La venganza es la cabeza del enemigo servida en un platón de peltre.

Sonríe frente al chorro de sangre que fluye, igual que el agua de las piletas, de cada uno de los cuellos cercenados, y, al final, se ve mirando hacia un cielo cargado de nubes que se han teñido de rojo.

—Te vamos a recontracomer el culo, loca de mierda —los hombres duros prefieren ser Hannibal Lecter.

El piedrazo impactó en el centro del parabrisas y una línea zigzagueante se dibujó en un segundo, atravesándolo de arriba abajo, igual que cuando se abrió la tierra durante el sismo del 16 de abril. No quiero recibir otra vez las miradas burlonas de los médicos.

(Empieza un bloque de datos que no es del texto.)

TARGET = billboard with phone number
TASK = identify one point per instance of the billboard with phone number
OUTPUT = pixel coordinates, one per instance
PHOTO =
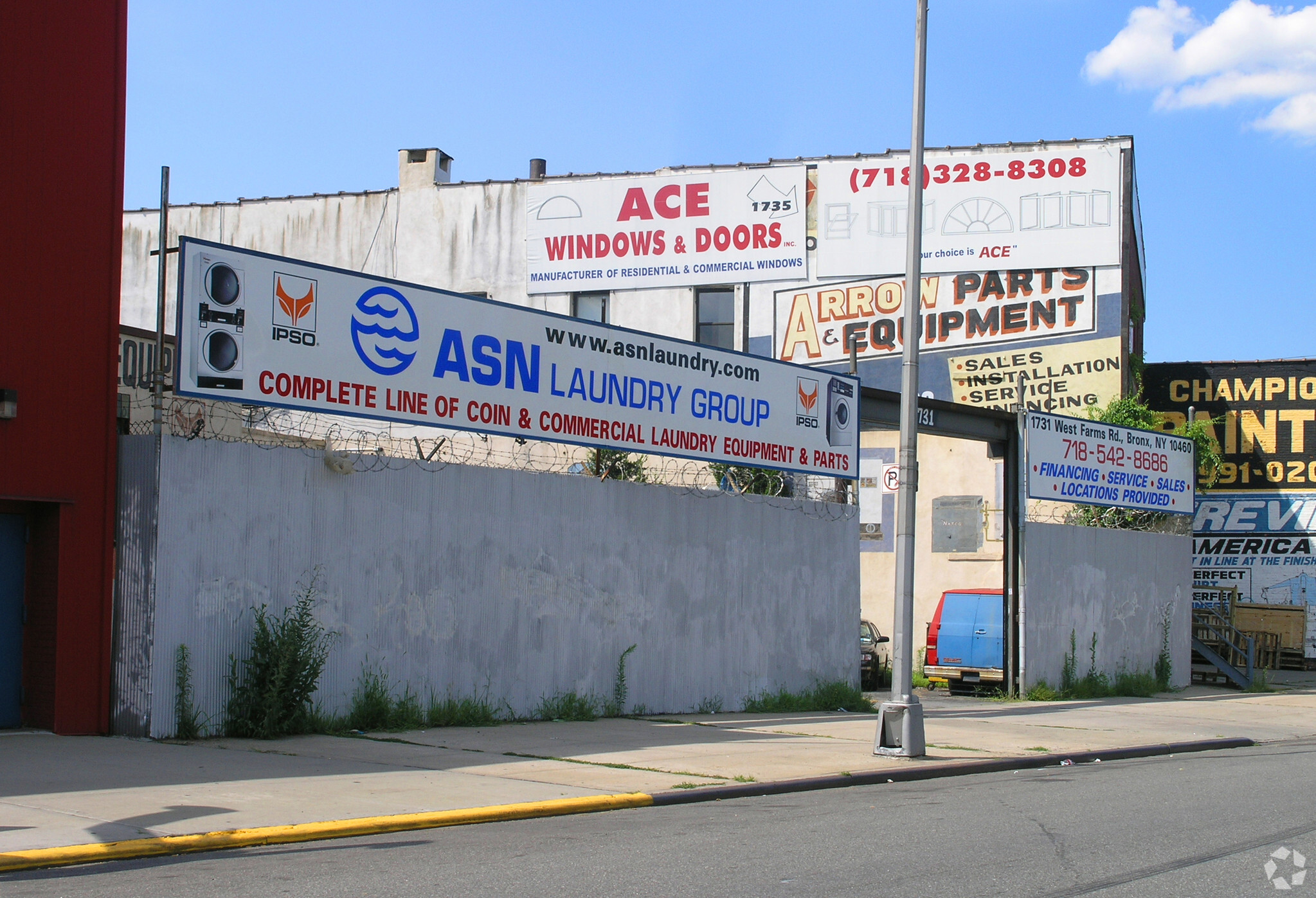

Ella esperaba ir al gimnasio, hacer su rutina de Pilates, tonificar brazos y piernas, fortalecer los abdominales, chica fitness, hacerse atender por la manicurista, las uñas de rojo excepto las de los anulares que iban de blanco con un corazón amarillo, pequeñito, en la parte de arriba; y, luego, aguardar a que llegara la noche con su luna de enamorados para la cita con su chico. Pero este sábado de agosto se detuvo a las nueve y veinticinco y se convirtió, de súbito, en un día de tormenta seca y violentos truenos. ¿Me defenderás cuando nos toque enfrentar juntos estas situaciones?

El asombro de los hombres duros se transformaría rápidamente en la ira de los vengadores, así que tuvo que salir corriendo.

Corre que te agarran para escarnecerte, corre que si te alcanzan otra vez te golpearán entre todos porque cada uno de ellos querrá descargar su frustración en algún rincón de tu cuerpo.